Ülkemizde kaç medrese faaliyette resmi rakam var mı bilmiyorum. Medreseler yasak değil mi, diyeceksiniz. Diyeceksiniz ki hayat yasa yasak dinlemiyor.. Eğer öyleyse bu durum bizlere de iktidarın yasaklarını dinlememe hakkı veriyor demektir. Ama delinecek yasalara karar verecek olan, iktidar gücü tabii ki.
Medreseci Ali Erbaş beyin üniversite- medrese işbirliği yeni dönemin işareti mi bilemem.
Ama ülkemizde “modern medreseler”in üniversite ile bütünleşmesi son 12 yıldır büyük bir hızla sürüyor: İlahiyat fakülteleri! Ve giderek arttırılan kontenjanları.. İlahiyat fakülteleri AKP iktidarı ve liderinin en çok iftihar edecekleri yerler olabilir. Üniversitelerin hiç bir bölümüne bu kadar büyük yatırım yapılmamış, hiç bir bölümü bunun onda biri kadar bile geliştirilmemiştir.
Şu artışa bakın:
1991 > 8
1992 >18
1994 > 21
2006 > 23
2012 > 42
2013 > 70
2014 > 75
2015 > 78
2017 > 100
2018 > 105
Sanıyorum 17 bin kadar da toplam öğrenci kontenjanları var.

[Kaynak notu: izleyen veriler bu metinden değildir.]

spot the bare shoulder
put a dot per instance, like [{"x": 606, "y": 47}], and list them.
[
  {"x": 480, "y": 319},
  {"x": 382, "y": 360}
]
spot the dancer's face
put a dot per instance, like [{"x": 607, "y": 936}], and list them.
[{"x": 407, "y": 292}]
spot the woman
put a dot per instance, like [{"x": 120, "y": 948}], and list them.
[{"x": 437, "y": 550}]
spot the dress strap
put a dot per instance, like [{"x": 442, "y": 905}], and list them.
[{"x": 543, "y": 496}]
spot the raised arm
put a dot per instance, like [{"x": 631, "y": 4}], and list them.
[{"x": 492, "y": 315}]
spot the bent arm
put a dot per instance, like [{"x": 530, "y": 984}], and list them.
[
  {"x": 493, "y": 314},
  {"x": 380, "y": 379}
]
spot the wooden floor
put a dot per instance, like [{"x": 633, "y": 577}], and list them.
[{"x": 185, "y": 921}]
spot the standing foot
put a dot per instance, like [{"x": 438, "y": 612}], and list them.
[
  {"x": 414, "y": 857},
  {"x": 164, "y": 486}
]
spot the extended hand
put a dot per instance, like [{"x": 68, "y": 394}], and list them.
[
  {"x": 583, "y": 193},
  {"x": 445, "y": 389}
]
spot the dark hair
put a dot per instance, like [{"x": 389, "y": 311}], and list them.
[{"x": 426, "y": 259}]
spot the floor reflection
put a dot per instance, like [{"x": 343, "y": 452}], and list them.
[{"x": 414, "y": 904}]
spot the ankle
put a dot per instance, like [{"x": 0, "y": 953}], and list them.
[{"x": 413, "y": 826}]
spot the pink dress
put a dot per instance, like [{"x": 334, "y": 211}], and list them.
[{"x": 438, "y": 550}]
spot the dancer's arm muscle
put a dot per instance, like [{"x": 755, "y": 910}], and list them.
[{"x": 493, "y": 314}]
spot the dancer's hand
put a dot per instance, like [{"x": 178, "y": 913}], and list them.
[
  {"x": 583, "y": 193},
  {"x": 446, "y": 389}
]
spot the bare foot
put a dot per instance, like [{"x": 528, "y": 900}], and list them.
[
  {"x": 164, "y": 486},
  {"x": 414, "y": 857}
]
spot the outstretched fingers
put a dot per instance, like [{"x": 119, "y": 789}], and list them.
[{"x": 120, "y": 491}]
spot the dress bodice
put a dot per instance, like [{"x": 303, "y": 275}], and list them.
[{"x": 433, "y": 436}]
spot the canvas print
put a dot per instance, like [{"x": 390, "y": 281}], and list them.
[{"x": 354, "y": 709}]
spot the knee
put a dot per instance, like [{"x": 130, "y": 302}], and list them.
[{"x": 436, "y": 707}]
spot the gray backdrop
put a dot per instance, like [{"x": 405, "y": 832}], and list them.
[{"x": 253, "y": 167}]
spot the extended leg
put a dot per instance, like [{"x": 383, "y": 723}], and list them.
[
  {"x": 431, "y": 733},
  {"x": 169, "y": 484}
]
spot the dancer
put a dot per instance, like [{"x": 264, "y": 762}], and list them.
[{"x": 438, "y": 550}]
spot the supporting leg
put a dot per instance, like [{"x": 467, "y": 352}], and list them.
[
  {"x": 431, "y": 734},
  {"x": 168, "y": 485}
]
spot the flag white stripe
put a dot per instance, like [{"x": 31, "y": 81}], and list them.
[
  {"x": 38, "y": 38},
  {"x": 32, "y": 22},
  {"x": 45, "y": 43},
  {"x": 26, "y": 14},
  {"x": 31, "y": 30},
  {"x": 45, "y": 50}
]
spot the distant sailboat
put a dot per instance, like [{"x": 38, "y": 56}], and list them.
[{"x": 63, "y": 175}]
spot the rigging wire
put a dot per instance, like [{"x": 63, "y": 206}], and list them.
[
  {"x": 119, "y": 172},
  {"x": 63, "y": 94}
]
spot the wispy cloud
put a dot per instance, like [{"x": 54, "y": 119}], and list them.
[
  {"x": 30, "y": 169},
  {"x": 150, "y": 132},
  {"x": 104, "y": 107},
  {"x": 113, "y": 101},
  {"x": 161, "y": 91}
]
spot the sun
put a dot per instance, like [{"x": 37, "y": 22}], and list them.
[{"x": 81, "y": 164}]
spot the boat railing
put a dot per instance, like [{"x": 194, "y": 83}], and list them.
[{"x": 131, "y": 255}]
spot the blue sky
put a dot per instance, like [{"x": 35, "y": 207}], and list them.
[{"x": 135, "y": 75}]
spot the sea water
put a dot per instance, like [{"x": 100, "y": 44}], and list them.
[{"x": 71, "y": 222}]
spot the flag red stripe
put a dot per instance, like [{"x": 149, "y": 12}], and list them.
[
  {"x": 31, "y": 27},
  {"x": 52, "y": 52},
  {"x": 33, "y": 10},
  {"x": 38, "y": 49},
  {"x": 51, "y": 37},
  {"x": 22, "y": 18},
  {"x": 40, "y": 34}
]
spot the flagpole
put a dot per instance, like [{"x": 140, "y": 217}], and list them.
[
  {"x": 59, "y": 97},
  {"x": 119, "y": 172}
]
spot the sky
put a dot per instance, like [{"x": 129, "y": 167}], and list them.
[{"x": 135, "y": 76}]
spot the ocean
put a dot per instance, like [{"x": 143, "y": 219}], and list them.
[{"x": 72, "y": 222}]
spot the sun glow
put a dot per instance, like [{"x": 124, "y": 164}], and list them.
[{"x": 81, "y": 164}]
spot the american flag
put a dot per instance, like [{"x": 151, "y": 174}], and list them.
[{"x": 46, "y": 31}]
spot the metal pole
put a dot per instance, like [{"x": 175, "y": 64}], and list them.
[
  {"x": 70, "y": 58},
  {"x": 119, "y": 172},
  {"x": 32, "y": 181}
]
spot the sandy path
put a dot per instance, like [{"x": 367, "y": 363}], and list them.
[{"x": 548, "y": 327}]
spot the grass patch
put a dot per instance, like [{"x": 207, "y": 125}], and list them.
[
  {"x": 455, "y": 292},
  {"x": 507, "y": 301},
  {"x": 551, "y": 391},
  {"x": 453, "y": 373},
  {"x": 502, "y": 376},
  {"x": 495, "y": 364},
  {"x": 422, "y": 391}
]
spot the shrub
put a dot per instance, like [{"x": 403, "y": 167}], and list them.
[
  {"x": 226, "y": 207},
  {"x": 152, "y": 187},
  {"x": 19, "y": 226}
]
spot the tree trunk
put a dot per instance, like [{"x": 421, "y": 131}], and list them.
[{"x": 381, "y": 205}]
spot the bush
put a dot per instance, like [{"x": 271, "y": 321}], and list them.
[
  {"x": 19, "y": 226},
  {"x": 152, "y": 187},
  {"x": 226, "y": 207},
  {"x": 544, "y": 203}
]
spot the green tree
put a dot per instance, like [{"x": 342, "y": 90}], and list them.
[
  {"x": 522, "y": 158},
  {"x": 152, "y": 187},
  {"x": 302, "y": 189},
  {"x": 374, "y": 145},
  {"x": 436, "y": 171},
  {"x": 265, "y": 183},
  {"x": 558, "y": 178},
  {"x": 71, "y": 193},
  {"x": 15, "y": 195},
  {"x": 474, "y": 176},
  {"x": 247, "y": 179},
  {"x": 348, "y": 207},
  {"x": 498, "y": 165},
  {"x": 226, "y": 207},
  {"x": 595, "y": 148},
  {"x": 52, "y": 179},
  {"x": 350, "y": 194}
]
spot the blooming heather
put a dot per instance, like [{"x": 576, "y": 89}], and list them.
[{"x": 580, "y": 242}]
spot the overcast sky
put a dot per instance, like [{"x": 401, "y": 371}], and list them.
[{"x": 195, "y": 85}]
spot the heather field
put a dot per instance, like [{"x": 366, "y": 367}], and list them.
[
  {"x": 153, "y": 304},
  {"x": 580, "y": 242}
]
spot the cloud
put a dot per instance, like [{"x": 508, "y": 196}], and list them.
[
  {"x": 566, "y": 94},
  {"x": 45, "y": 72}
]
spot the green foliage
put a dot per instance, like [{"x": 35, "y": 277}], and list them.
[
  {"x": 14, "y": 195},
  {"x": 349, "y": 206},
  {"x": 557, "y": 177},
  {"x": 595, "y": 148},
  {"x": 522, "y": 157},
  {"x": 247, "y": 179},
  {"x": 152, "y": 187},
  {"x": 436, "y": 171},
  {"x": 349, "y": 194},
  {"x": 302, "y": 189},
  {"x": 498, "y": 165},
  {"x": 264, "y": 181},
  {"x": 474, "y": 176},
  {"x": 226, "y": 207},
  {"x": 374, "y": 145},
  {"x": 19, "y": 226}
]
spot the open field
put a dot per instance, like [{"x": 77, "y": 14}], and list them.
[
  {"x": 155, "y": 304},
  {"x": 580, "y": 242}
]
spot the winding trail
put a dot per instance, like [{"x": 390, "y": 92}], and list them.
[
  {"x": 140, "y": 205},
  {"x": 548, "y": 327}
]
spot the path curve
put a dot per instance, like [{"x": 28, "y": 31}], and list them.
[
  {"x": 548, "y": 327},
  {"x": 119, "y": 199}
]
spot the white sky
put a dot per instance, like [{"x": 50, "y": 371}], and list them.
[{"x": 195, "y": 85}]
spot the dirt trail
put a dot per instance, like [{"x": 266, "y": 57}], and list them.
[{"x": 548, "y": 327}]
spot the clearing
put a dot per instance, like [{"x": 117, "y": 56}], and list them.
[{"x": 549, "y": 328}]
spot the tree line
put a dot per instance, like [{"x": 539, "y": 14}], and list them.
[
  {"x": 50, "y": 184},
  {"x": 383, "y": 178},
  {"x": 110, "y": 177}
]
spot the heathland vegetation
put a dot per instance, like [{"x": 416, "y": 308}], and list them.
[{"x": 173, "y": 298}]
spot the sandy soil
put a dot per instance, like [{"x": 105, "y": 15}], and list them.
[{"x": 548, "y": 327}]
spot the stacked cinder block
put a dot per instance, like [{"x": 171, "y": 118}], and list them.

Öğrenci kontenjan sayısı 1997’de 3288; 2010: 6 bin; 2011: 8 bin. 2012: 12.540, 2017: 14.538.
Erbaş: İmam hatip öğrenci sayımız 60 binden 1,5 milyona yaklaştı (mezun).

Yetmez, ama devam!

Önceki diyanetçi Görmez 2015’de şöyle diyordu: “Son 10 yılda 40-50 ilahiyat fakültesi açıldı Bu ilahiyat fakültelerinin hepsini Diyanet personeli kurdu. Kimse bunu bilmiyor. Doktora yapan arkadaşlarımızın hepsini biz buralara hoca olarak verdik. Şu anda her biri o üniversitelerde ana bilim dalı başkanı...Olmamız gereken yerde miyiz, değiliz. Daha iyi yerlerde olmalıyız." 80’i aşkın üniversitede cami yaptıklarını da ekliyordu.
2018’de 5 tane daha İlahiyat fakültesi açıldığını okuyorum.
Bu personelin ulvi görevlerinin ne olduğunu, 18 Mart Üniversitesinden bir yard.doç unvanlı aşağıya doğru sarkan kara sakallıdan şöyle öğreniyorduk bu yıl:
Çanakkale ve Bursa'da genelev olarak kullanılan camiler var. Ahır olarak kullanılan camiler var.
Utanmazca ve rezilce ekliyordu da:
Lozan anlaşması da ikinci bir Sevr anlaşmasıydı..”
***
Peki bu kadar imam hatip mezunu ne olacak? Üniversite diplomalı olarak, imam hatip okullarında hızla ve hemen öğretmen oluyorlar. 60 bin daha eksikleri varmış. Garantili iş.
Ayrıca devlete alınırken ne mezunu sorusu önemli: İlahiyat olunca akan sular duruyor.
Türkiye’nin bilime, bilimsel araştırmaya desteğiyle imam hatiplere ilahiyatlara desteği birileri karşılaştırır herhalde.. Bir yazı daha gelecek. Medrese Osmanlıyı batırdı, sıra Türkiye’de mi?